Die unterschiedslose, unbegrenzte Daseinsvorsorge durch den Wohlfahrtsstaat anstelle der Verpflichtung zur Eigenverantwortung hilft den Zuwanderern nicht, sondern degradiert sie zu unmündigen und unselbständigen Almosenempfängern. Wir erwarten von Einwanderungswilligen, für die Sorge des eigenen Lebens und das der Familie einzutreten und sich nicht von der Solidargemeinschaft auf Dauer aushalten zu lassen. Sozialleistungen müssen auf diejenigen beschränkt werden, die einen Beitrag zu ihrer Finanzierung geleistet haben und leisten.

Einbürgerung nur als Abschluss gelungener Integration

Die AfD fordert mehr Sorgfalt und strengere Regeln bei der Einbürgerung. Einen Automatismus nach einer bestimmten Zeit lehnen wir ab, vielmehr muss wichtigste Voraussetzung die dauerhafte wirtschaftliche und soziale Integration sein. Den Doppelpass für Bürger aus Nicht-EU-Staaten lehnen wir ab.

Die Verleihung der deutschen Staatsangehörigkeit ist krönender Abschluss eines manchmal langen und mühsamen Weges der Integration und des Ankommens, nicht aber dessen Ausgangspunkt. Eine Einbürgerung als nicht reversibler Schlusspunkt der Integration kann nur erfolgen, wenn am Integrationserfolg kein Zweifel mehr besteht, unabhängig von der in Deutschland verbrachten Zeit. Der deutsche Pass ist das Bekenntnis zu Deutschland; damit unvereinbar ist der weitere Besitz des bisherigen Passes.
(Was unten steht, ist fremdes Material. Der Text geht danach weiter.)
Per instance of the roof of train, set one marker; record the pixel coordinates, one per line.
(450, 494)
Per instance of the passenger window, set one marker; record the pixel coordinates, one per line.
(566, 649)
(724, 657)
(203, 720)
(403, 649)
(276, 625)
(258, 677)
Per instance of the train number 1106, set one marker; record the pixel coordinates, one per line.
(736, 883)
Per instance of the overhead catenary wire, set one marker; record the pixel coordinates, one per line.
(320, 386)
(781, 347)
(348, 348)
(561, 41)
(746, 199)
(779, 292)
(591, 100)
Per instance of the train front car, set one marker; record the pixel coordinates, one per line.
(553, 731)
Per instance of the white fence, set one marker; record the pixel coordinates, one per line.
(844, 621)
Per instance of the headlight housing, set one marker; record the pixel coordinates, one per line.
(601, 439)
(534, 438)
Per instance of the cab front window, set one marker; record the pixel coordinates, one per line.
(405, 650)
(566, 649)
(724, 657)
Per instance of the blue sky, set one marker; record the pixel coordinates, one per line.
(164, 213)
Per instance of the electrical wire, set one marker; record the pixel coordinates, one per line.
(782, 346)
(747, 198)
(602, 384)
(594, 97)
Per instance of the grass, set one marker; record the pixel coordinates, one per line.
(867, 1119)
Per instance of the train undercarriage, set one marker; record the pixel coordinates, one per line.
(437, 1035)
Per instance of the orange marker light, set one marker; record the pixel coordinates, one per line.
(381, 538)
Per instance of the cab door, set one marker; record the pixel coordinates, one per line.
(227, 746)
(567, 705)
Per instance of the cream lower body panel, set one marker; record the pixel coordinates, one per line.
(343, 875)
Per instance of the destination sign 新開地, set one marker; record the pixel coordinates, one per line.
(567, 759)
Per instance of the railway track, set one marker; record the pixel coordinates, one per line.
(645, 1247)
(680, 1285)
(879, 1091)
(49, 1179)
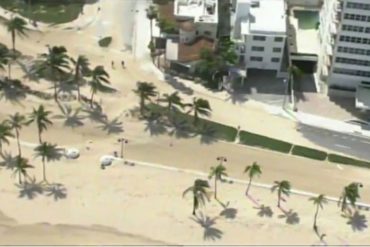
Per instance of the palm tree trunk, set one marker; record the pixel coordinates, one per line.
(43, 169)
(151, 30)
(142, 106)
(249, 185)
(18, 142)
(216, 187)
(13, 41)
(55, 91)
(315, 218)
(92, 99)
(194, 205)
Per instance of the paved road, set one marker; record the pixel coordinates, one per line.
(345, 143)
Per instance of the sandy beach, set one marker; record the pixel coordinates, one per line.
(138, 204)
Staatsbürgerschaft – Loyalität ist nicht teilbar

Wir fordern die Wiederherstellung des strikten Grundsatzes der Einstaatigkeit. Die Entscheidung für und wider eine Staatsangehörigkeit muss die bewusste Entscheidung eines mündigen Einwanderers sein. Mehrstaatigkeit bei Kindern muss sich wieder allein auf die Kinder beschränken, deren Eltern verschiedenen Staaten angehören.
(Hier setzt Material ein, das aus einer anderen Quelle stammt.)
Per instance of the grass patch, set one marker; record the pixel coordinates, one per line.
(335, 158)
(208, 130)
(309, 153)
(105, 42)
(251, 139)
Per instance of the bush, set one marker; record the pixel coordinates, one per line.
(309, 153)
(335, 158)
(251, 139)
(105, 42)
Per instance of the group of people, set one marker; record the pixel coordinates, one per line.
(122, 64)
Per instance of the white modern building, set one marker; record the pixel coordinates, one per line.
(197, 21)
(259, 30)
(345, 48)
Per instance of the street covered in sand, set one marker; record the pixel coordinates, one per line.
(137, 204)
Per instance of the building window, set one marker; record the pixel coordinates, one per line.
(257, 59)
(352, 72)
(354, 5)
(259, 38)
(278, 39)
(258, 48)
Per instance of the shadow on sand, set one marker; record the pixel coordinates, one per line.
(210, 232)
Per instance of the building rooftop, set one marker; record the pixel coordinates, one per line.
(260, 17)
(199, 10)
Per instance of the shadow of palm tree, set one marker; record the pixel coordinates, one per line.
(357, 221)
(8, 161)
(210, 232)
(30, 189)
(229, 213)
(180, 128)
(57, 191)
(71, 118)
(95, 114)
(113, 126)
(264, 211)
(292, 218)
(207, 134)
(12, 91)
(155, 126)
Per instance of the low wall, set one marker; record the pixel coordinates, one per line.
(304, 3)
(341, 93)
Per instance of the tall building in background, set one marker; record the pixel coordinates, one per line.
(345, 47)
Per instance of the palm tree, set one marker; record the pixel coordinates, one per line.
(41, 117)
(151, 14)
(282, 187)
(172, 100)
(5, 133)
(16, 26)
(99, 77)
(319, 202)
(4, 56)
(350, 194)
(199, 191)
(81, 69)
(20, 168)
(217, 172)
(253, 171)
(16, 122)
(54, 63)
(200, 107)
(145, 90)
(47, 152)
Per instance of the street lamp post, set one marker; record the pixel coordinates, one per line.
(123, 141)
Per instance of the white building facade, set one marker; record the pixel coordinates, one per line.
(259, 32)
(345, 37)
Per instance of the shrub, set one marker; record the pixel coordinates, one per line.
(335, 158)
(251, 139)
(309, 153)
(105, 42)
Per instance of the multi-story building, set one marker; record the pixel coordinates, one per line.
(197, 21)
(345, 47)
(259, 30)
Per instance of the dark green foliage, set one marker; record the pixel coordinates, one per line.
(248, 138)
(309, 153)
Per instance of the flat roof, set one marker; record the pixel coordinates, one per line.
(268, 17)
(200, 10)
Damit unvereinbar ist der im Jahr 2000 eingeführte Erwerb der deutschen Staatsangehörigkeit durch ein Kind, das kein deutsches Elternteil hat. Es wird oft automatisch Mehrstaatler. Dieses Gesetz dient keinesfalls der besseren Integration von ausländischen Kindern, sondern führt unter anderem zu massenhaften, missbräuchlichen Vaterschaftsanerkennungen zur Erschleichung von Aufenthaltsrechten.